What did Donald Trump do today?
He told struggling ranchers that they "don't understand" that they're actually making too much money.
Thanks to Trump's imposition of massive taxes on imported consumer goods, and in particular on Brazil, the price of beef in the United States has skyrocketed. Normally, the silver lining would be that U.S. beef producers would benefit from the higher prices. But because Trump has declared a trade war on essentially the entire world, they're struggling too. Fuel, machinery, feed, fertilizer, and other essentials for the ranching business have all gotten more expensive too, erasing profits and causing business failures.
Then, when Trump announced he'd lower domestic beef prices by striking a sweetheart deal with Argentina. The president of Argentina is Javier Milei, who has shown a lucrative talent for manipulating Trump, most recently into a $20 billion currency bailout—and, as Trump announced recently, a deal to import cheap (and possibly diseased) Argentinian beef.
In other words, Trump made things worse for the beef industry by imposing one set of tariffs, and is now threatening to make things much worse by relaxing the only ones that worked in their favor. Ranchers, to say nothing of politicians from rural areas that depend on ranches, were understandably outraged and have been furiously attacking Trump's "betrayal" of the American beef industry ever since.

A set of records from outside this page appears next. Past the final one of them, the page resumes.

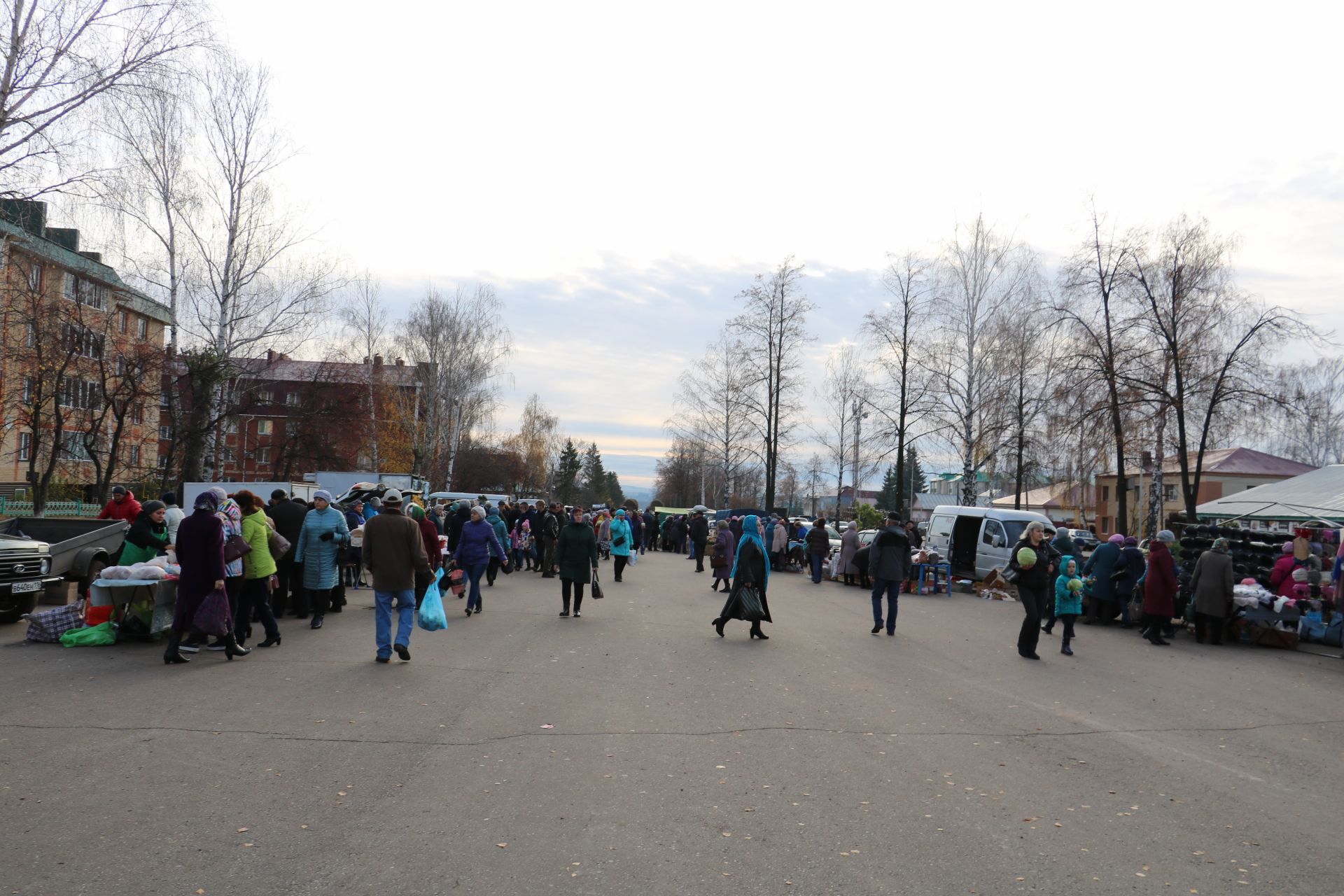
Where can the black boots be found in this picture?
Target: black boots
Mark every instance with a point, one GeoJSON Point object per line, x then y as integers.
{"type": "Point", "coordinates": [171, 656]}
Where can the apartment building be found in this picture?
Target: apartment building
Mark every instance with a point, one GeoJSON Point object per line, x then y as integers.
{"type": "Point", "coordinates": [77, 343]}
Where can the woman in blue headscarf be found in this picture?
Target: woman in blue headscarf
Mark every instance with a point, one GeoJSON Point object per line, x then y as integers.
{"type": "Point", "coordinates": [750, 575]}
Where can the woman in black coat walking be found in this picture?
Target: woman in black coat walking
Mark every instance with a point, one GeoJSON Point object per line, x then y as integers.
{"type": "Point", "coordinates": [750, 575]}
{"type": "Point", "coordinates": [201, 551]}
{"type": "Point", "coordinates": [1035, 584]}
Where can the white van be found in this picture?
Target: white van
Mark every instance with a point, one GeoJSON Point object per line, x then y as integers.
{"type": "Point", "coordinates": [974, 540]}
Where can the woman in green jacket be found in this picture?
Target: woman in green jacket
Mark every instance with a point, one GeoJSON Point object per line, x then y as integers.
{"type": "Point", "coordinates": [258, 568]}
{"type": "Point", "coordinates": [148, 535]}
{"type": "Point", "coordinates": [575, 552]}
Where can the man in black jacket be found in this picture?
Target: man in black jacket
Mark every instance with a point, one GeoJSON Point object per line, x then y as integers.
{"type": "Point", "coordinates": [889, 559]}
{"type": "Point", "coordinates": [289, 520]}
{"type": "Point", "coordinates": [699, 532]}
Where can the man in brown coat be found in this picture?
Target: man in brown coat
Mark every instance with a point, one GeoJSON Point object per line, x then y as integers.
{"type": "Point", "coordinates": [394, 552]}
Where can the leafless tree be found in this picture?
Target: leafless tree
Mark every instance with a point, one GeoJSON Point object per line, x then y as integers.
{"type": "Point", "coordinates": [772, 332]}
{"type": "Point", "coordinates": [1097, 317]}
{"type": "Point", "coordinates": [64, 57]}
{"type": "Point", "coordinates": [901, 397]}
{"type": "Point", "coordinates": [1214, 339]}
{"type": "Point", "coordinates": [844, 394]}
{"type": "Point", "coordinates": [251, 285]}
{"type": "Point", "coordinates": [463, 343]}
{"type": "Point", "coordinates": [365, 320]}
{"type": "Point", "coordinates": [981, 277]}
{"type": "Point", "coordinates": [710, 412]}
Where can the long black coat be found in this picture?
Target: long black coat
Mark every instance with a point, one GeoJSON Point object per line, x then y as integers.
{"type": "Point", "coordinates": [750, 571]}
{"type": "Point", "coordinates": [575, 552]}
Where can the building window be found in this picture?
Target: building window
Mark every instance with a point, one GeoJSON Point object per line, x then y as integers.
{"type": "Point", "coordinates": [83, 394]}
{"type": "Point", "coordinates": [81, 340]}
{"type": "Point", "coordinates": [73, 448]}
{"type": "Point", "coordinates": [92, 295]}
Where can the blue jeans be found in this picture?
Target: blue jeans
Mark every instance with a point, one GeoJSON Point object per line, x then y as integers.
{"type": "Point", "coordinates": [473, 574]}
{"type": "Point", "coordinates": [892, 589]}
{"type": "Point", "coordinates": [405, 602]}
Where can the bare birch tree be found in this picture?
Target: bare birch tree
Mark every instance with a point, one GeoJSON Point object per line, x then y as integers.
{"type": "Point", "coordinates": [251, 288]}
{"type": "Point", "coordinates": [365, 320]}
{"type": "Point", "coordinates": [710, 412]}
{"type": "Point", "coordinates": [64, 57]}
{"type": "Point", "coordinates": [901, 397]}
{"type": "Point", "coordinates": [981, 276]}
{"type": "Point", "coordinates": [772, 333]}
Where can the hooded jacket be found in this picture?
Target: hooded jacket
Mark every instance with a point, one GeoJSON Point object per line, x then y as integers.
{"type": "Point", "coordinates": [889, 556]}
{"type": "Point", "coordinates": [128, 510]}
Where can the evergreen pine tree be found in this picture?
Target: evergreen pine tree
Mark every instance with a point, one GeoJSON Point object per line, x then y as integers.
{"type": "Point", "coordinates": [568, 475]}
{"type": "Point", "coordinates": [594, 476]}
{"type": "Point", "coordinates": [613, 491]}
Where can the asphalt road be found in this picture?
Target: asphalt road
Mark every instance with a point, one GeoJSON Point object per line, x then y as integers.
{"type": "Point", "coordinates": [824, 761]}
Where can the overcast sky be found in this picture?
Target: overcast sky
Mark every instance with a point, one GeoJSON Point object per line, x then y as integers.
{"type": "Point", "coordinates": [619, 171]}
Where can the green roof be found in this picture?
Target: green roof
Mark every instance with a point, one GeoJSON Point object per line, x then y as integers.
{"type": "Point", "coordinates": [85, 266]}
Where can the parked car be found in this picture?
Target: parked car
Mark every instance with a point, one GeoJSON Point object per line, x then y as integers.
{"type": "Point", "coordinates": [976, 540]}
{"type": "Point", "coordinates": [41, 552]}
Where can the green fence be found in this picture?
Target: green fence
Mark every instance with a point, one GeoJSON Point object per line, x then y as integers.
{"type": "Point", "coordinates": [8, 507]}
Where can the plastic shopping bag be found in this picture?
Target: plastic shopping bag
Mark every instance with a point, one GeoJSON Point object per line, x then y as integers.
{"type": "Point", "coordinates": [430, 615]}
{"type": "Point", "coordinates": [97, 636]}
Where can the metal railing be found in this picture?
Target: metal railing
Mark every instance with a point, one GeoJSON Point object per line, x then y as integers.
{"type": "Point", "coordinates": [8, 507]}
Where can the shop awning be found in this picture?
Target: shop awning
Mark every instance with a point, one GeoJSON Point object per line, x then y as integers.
{"type": "Point", "coordinates": [1312, 498]}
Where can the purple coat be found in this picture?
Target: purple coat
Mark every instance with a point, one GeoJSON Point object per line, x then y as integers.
{"type": "Point", "coordinates": [475, 545]}
{"type": "Point", "coordinates": [201, 551]}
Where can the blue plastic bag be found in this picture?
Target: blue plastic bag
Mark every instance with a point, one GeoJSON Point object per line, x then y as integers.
{"type": "Point", "coordinates": [430, 615]}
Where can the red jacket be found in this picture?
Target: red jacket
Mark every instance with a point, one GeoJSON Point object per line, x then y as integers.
{"type": "Point", "coordinates": [1281, 578]}
{"type": "Point", "coordinates": [128, 510]}
{"type": "Point", "coordinates": [1160, 583]}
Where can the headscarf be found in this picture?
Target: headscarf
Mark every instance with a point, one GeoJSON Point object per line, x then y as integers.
{"type": "Point", "coordinates": [750, 532]}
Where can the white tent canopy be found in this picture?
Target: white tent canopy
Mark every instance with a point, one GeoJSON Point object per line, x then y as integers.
{"type": "Point", "coordinates": [1312, 498]}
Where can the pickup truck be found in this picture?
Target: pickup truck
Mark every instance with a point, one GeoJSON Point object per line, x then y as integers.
{"type": "Point", "coordinates": [39, 552]}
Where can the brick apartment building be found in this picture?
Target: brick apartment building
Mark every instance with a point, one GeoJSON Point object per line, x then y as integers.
{"type": "Point", "coordinates": [73, 337]}
{"type": "Point", "coordinates": [290, 416]}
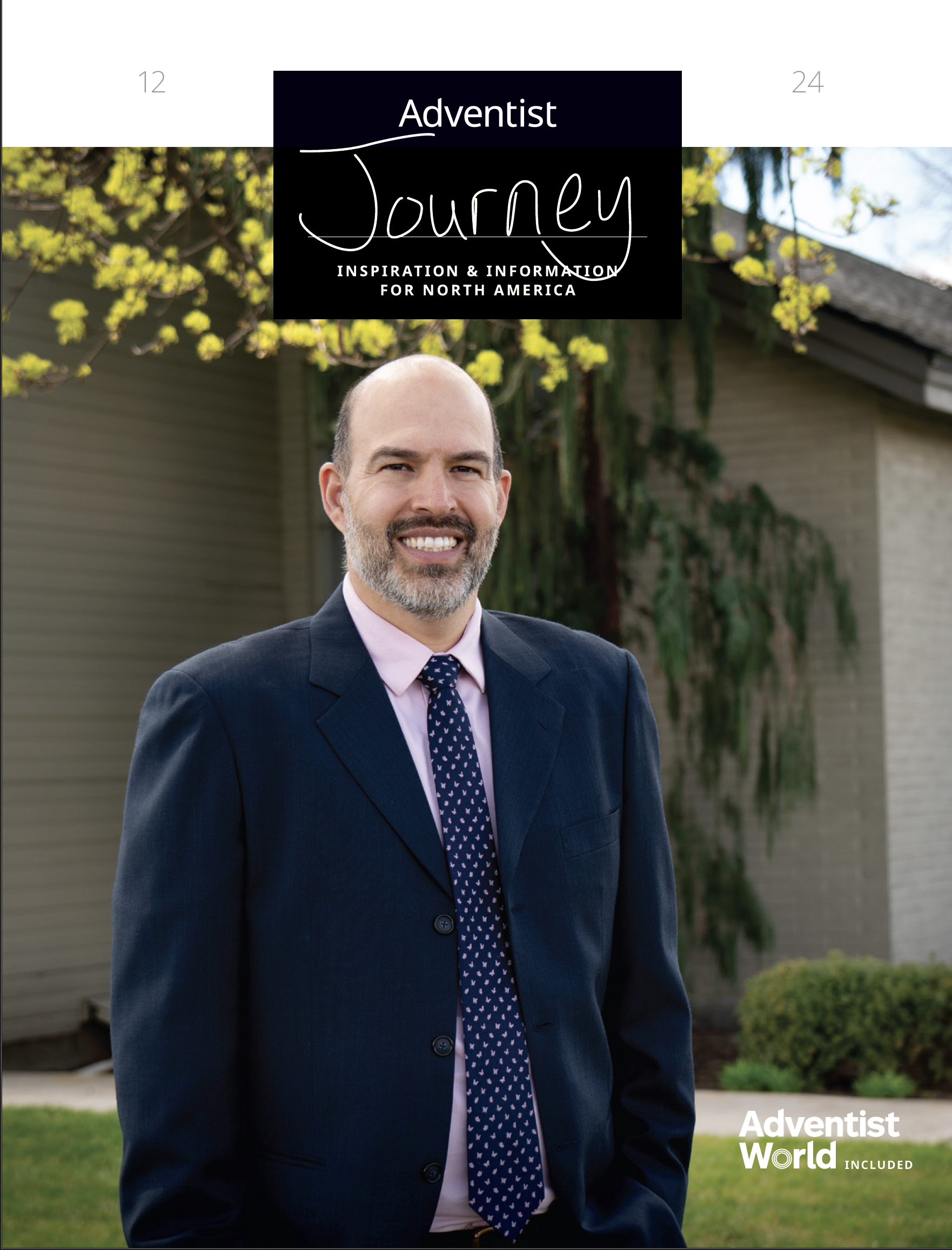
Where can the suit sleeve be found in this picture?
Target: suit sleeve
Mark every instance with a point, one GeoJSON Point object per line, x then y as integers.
{"type": "Point", "coordinates": [177, 924]}
{"type": "Point", "coordinates": [647, 1014]}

Trump may have meant to smooth things over today in a post to his private microblogging site, but what he actually said was this:
The Cattle Ranchers, who I love, don't understand that the only reason they are doing so well, for the first time in decades, is because I put Tariffs on cattle coming into the United States, including a 50% Tariff on Brazil. If it weren't for me, they would be doing just as they've done for the past 20 years - Terrible! It would be nice if they would understand that, but they also have to get their prices down, because the consumer is a very big factor in my thinking, also!
In other words, Trump is saying that he thinks that the market price of beef is whatever beef producers want it to be, instead of something determined by supply and demand. It's not clear why Trump thinks that his "beloved" cattle ranchers should have to absorb the costs of his other trade taxes.
Trump, 79, once received a degree from the University of Pennsylvania's Wharton School of Business.
Why does this matter?
- The problem is that Donald Trump doesn't understand why his import taxes are killing businesses, not that the businesses being killed by them don't understand.
- Donald Trump's personal friendship with one foreign leader is not more important than the entire American beef industry or the consumers who rely on it.